Union Government amends Electricity Rules to strengthen captive power framework and support industrial competitiveness by removing ambiguities 

The Ministry of Power has officially notified the Electricity (Amendment) Rules, 2026, introducing targeted changes to Rule 3 of the Electricity Rules, 2005, governing Captive Generating Plants (CGPs). The move is designed to eliminate regulatory ambiguities, simplify compliance, and align captive power generation with India’s goals of industrial growth and clean energy transition.

Captive generation has long served as a critical mechanism under the Electricity Act, 2003, enabling industries to secure reliable and cost-effective electricity while mitigating supply disruptions and price volatility. With industries increasingly shifting toward non-fossil fuel sources to meet sustainability targets, the amendments provide a clearer, more predictable framework that recognises modern corporate structures such as group companies, subsidiaries, and special purpose vehicles.

The changes are expected to promote ease of doing business, reduce disputes, encourage investment in captive and renewable energy projects, and lower transmission losses by supporting generation closer to consumption points. The amendments were finalised following extensive stakeholder consultations.

Key Features of the Amendments

1. Clarified Ownership Criteria
Ownership is now explicitly defined to cover the entity establishing the plant, its subsidiaries, holding companies, and other subsidiaries of the holding company. This ensures legitimate group investments are not disqualified due to organisational structuring.

2. Uniform Annual Verification
Captive status will be verified for the full financial year, with partial-year checks allowed for the first or last year of ownership, bringing uniformity and predictability.

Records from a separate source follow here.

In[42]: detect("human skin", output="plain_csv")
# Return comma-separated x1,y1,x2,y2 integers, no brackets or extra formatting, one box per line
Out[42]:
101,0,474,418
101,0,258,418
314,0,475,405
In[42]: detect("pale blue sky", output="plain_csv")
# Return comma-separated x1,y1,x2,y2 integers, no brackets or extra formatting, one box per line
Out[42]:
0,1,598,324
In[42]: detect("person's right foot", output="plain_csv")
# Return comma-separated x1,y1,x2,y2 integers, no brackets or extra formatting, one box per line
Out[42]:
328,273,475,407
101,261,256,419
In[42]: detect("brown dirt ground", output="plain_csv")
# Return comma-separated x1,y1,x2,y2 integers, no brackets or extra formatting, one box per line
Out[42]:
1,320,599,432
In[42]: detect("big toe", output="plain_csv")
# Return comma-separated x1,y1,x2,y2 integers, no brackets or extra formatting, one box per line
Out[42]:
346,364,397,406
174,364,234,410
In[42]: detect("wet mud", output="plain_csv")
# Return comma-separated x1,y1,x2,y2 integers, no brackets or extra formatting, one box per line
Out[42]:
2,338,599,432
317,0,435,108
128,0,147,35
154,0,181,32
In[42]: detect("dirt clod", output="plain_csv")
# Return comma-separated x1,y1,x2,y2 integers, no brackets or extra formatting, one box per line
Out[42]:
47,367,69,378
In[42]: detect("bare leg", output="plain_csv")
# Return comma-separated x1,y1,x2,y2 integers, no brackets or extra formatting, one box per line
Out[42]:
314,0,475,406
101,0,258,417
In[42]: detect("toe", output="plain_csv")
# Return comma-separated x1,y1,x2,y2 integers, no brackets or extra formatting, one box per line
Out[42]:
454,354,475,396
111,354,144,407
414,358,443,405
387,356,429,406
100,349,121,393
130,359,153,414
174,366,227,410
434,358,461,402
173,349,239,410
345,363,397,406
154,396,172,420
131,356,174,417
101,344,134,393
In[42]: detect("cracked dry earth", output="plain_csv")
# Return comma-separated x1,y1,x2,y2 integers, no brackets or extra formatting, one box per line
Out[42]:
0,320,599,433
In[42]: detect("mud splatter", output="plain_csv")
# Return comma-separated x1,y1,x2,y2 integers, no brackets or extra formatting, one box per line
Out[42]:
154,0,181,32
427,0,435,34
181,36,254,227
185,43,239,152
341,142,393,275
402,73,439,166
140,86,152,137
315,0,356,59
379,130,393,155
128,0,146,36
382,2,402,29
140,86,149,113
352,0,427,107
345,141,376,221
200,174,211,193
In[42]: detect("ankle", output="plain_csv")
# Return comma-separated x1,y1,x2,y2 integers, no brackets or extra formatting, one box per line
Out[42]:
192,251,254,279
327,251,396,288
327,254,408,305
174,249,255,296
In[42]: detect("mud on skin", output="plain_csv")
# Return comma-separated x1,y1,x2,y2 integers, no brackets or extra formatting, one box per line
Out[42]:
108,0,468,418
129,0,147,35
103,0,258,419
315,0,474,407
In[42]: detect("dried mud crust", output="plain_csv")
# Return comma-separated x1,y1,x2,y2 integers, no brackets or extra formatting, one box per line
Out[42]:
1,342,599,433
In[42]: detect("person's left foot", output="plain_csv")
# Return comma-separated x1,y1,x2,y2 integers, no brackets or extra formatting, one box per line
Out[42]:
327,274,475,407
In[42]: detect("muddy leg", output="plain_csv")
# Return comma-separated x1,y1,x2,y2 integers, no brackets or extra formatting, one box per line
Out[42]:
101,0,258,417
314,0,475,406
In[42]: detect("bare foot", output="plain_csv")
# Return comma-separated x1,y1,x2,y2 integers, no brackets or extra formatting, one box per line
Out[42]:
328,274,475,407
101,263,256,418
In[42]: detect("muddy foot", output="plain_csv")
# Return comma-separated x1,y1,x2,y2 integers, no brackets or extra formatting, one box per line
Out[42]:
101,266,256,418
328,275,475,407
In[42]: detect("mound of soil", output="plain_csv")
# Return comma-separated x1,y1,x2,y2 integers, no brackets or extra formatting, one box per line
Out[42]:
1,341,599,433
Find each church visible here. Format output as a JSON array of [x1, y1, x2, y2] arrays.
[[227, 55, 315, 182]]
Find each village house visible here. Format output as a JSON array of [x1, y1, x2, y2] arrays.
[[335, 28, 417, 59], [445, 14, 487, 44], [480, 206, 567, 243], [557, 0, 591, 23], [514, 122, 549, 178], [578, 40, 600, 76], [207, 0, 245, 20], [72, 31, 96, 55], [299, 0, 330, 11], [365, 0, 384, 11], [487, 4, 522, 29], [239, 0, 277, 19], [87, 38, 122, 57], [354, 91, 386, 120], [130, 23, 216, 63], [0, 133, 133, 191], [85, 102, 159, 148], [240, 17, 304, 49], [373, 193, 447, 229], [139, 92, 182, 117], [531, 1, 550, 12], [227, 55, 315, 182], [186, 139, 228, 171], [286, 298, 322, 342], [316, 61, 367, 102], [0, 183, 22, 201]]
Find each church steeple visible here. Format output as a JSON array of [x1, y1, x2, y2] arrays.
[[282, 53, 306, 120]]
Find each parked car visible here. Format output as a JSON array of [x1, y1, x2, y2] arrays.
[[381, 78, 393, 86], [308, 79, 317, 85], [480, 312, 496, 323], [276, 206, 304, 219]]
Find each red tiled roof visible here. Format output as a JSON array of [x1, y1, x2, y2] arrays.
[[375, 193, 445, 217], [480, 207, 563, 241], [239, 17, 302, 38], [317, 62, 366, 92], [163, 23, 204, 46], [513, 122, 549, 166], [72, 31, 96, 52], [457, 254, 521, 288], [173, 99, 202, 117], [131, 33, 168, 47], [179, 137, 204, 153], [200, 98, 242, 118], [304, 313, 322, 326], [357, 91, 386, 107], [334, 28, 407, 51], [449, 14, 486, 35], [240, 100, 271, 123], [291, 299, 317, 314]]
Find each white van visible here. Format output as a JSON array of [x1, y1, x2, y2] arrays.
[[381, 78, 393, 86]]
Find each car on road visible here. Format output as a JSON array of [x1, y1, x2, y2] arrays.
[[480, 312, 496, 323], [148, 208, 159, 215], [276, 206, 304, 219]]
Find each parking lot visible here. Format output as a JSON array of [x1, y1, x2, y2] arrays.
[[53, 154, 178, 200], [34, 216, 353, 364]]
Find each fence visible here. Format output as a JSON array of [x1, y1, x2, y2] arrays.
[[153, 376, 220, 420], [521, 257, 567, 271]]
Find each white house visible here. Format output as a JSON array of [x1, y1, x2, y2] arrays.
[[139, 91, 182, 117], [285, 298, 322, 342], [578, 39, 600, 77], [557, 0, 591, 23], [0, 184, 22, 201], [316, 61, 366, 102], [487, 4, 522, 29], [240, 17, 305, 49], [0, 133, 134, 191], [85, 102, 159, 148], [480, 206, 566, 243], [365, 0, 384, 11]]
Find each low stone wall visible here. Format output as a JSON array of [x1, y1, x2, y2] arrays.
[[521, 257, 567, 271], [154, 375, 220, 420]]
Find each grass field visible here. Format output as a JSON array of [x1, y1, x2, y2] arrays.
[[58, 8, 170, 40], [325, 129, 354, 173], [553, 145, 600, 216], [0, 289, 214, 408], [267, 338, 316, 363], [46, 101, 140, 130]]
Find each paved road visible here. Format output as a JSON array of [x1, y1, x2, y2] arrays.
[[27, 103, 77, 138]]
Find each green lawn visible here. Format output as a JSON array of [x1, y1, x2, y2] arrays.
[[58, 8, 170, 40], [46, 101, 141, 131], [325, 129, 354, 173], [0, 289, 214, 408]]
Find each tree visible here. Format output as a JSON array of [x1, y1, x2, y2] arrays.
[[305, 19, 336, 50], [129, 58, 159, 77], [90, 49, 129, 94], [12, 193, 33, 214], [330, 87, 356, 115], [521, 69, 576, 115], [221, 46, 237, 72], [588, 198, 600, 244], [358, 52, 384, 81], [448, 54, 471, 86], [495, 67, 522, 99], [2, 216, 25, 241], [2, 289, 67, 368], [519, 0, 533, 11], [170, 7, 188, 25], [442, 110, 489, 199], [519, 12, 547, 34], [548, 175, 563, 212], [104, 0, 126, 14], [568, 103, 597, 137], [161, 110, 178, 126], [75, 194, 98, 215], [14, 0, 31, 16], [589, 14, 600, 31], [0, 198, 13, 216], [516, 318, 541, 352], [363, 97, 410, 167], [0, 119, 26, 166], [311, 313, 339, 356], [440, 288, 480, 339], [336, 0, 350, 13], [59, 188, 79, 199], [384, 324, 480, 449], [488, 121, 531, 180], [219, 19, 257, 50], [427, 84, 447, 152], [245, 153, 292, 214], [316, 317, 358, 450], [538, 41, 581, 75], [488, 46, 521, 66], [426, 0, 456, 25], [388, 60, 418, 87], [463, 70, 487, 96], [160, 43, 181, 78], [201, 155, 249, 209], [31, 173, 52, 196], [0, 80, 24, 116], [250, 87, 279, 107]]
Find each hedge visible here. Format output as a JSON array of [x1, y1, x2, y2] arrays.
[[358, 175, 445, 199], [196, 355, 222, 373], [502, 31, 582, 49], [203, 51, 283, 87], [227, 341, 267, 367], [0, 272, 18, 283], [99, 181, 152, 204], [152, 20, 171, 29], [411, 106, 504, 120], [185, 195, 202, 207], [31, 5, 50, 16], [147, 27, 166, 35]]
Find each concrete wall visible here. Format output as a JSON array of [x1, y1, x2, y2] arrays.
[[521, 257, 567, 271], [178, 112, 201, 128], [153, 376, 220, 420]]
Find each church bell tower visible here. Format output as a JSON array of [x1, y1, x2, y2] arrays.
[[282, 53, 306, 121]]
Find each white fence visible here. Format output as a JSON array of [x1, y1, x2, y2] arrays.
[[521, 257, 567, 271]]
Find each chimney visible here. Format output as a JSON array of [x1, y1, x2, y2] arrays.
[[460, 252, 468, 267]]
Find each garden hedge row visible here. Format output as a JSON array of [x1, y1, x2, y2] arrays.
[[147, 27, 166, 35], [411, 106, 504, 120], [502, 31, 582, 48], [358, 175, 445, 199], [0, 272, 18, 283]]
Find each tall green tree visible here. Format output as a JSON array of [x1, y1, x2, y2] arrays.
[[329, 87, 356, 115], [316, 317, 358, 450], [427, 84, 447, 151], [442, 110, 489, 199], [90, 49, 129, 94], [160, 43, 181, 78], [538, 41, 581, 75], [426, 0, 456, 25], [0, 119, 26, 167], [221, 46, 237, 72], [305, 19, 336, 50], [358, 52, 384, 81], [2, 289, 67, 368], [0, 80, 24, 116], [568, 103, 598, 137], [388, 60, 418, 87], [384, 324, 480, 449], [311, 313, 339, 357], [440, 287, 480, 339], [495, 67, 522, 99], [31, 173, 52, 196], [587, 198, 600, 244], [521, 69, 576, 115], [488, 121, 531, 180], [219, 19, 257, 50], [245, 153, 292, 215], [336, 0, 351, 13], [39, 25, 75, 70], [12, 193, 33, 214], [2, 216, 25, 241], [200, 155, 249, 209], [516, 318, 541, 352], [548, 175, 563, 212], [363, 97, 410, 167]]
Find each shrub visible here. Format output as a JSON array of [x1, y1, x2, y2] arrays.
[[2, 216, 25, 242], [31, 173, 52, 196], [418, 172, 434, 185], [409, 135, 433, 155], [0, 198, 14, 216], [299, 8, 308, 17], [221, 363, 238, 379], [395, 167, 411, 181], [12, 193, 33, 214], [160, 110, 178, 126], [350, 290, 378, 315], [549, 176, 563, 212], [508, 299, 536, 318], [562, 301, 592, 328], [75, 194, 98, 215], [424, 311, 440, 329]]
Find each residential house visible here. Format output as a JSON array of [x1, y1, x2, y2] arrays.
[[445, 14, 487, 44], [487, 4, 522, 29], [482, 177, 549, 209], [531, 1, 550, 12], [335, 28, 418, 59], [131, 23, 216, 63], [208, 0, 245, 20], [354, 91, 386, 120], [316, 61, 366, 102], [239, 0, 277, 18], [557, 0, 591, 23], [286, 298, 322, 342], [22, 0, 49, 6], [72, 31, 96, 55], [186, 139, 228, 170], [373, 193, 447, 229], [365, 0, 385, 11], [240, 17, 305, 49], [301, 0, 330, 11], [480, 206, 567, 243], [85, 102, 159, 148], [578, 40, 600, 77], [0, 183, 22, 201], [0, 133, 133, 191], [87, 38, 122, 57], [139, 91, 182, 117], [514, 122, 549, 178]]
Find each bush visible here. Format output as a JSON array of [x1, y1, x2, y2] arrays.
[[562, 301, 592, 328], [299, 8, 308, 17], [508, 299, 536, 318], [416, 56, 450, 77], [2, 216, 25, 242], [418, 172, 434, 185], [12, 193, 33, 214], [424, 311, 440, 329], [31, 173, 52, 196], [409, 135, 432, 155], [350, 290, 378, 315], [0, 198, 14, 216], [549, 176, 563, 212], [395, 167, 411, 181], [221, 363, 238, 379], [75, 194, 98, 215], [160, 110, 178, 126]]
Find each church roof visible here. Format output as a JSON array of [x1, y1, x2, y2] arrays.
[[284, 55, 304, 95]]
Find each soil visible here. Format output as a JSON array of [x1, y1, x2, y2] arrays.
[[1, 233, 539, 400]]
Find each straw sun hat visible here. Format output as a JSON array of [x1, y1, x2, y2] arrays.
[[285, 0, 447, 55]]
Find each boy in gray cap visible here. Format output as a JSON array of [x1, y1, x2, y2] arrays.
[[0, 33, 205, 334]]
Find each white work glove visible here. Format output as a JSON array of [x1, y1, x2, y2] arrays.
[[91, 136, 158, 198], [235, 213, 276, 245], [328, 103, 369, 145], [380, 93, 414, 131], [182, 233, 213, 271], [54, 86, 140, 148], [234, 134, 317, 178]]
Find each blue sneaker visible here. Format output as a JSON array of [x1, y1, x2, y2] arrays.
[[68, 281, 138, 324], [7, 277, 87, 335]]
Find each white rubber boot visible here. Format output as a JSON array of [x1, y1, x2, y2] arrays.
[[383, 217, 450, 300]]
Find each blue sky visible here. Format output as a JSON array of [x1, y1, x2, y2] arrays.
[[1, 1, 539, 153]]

3. Flexible Rules for Group Captive Projects (Association of Persons)
Users can draw power according to operational needs while meeting overall statutory requirements. Excess consumption by any member will not disqualify the plant’s captive status but will be treated as non-captive for that user. Entities holding 26% or more ownership are exempt from proportionate consumption rules. Group entities (user + subsidiaries + holding company) will be treated as a single person for calculations.

4. Dedicated Nodal Agencies and Grievance Mechanism
From April 1, 2026, State/UT governments will designate a nodal agency for intra-state captive verification. The National Load Despatch Centre (NLDC) will handle inter-state cases. A Grievance Redressal Committee will resolve disputes arising from verification decisions.

5. Protection from Surcharges During Verification
Pending verification, Cross-Subsidy Surcharge (CSS) and Additional Surcharge (AS) will not be levied if users submit the prescribed declaration. If the plant later fails verification, charges become payable with carrying cost calculated as per existing late payment rules.

6. Phased Implementation
Most provisions take effect immediately, while rules on proportionate consumption, verification, and surcharge treatment apply from April 1, 2026.

The ministry stated, “By enabling industries to access reliable and cost-competitive electricity through captive generation, the reforms will strengthen industrial competitiveness and support India’s transition towards a sustainable energy future.The reforms also align with the Government’s broader vision of energy self-reliance, while supporting India’s vision of achieving Viksit Bharat @ 2047.”